Chichester Festival Theatre spent two years planning and constructing a temporary structure for Theatre in the Park in the summer of 2013. Event Industry News has nominated it as one of the top 10 temporary structures built in the UK this year.
The designers created a state-of-the-art 1,400-seat temporary structure that opened in July to widespread praise from industry critics, festival-goers, and members of the community. The tensile structure was 129 feet in diameter and resembled a circus big-top. It was supported by three 75-foot high kingpoles, and almost 500 4.5-foot stakes held the structure in place. The roof supported thousands of pounds of lighting, sound, and rigging equipment. The structure was climate-controlled, sound-proof, and built for the first time in Chichester, England. It took three weeks to construct and was open for 12 weeks, and then dismantled to return the park to its normal state.
Performances included the musical Barnum, which ran for six weeks and included a tightrope and trapeze, and the play Neville’s Island, which required flooding most of the stage with water to create an island where the characters were shipwrecked.
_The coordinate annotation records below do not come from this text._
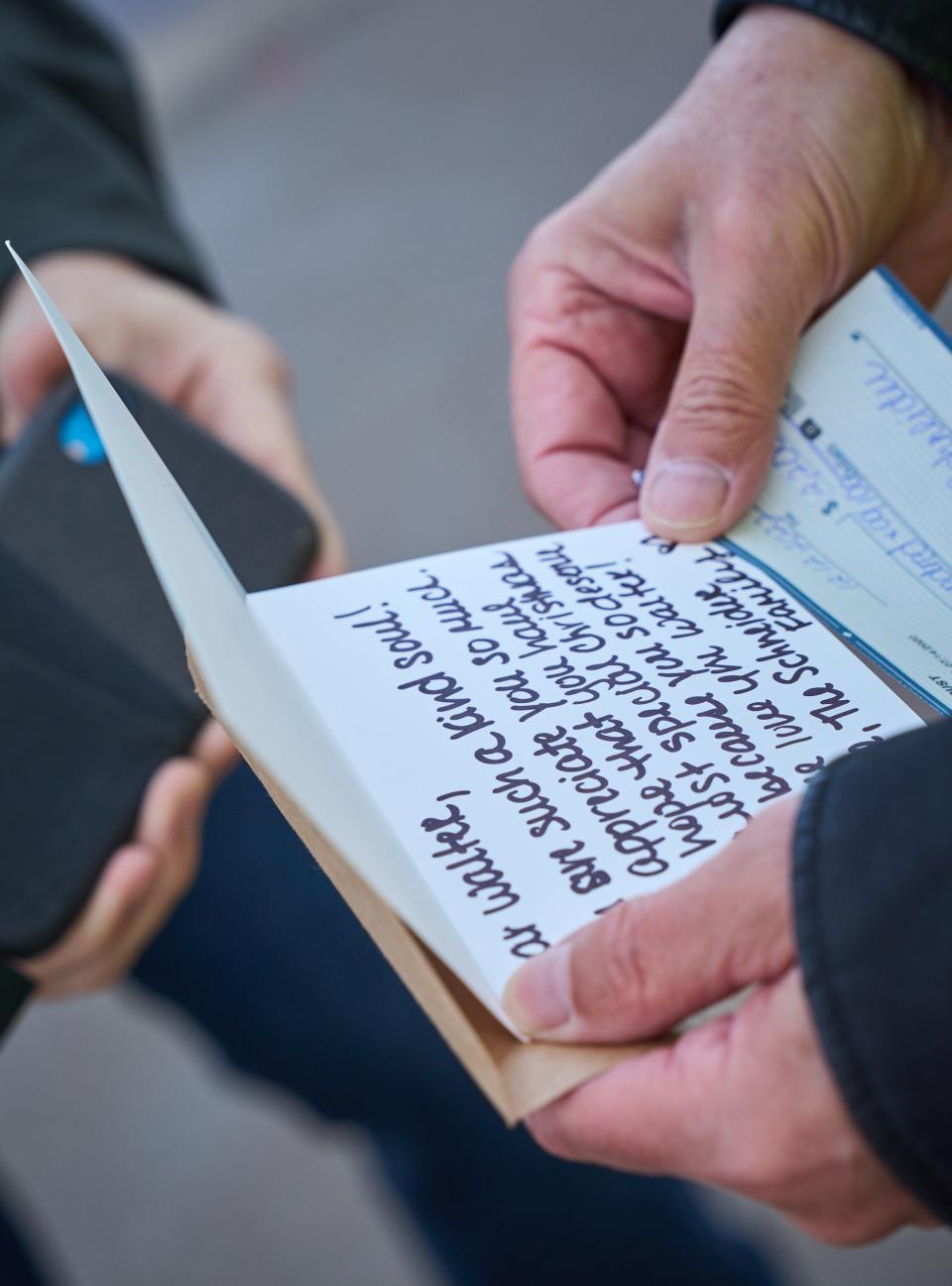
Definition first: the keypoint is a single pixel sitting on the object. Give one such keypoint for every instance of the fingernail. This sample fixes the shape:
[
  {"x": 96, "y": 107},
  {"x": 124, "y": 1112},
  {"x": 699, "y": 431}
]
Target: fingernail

The original Festival Theatre is being redeveloped as part of the Theatre’s “RENEW” project. It was constructed in 1962 and can no longer keep up with the demands of the artistic projects currently being undertaken. Theatre organizers have come up with an imaginative new design and are in the process of raising funds for the upgrades. They plan to make repairs to the original structure, add an addition, increase seating capacity, improve access, upgrade public and backstage facilities, and make the building more energy-efficient.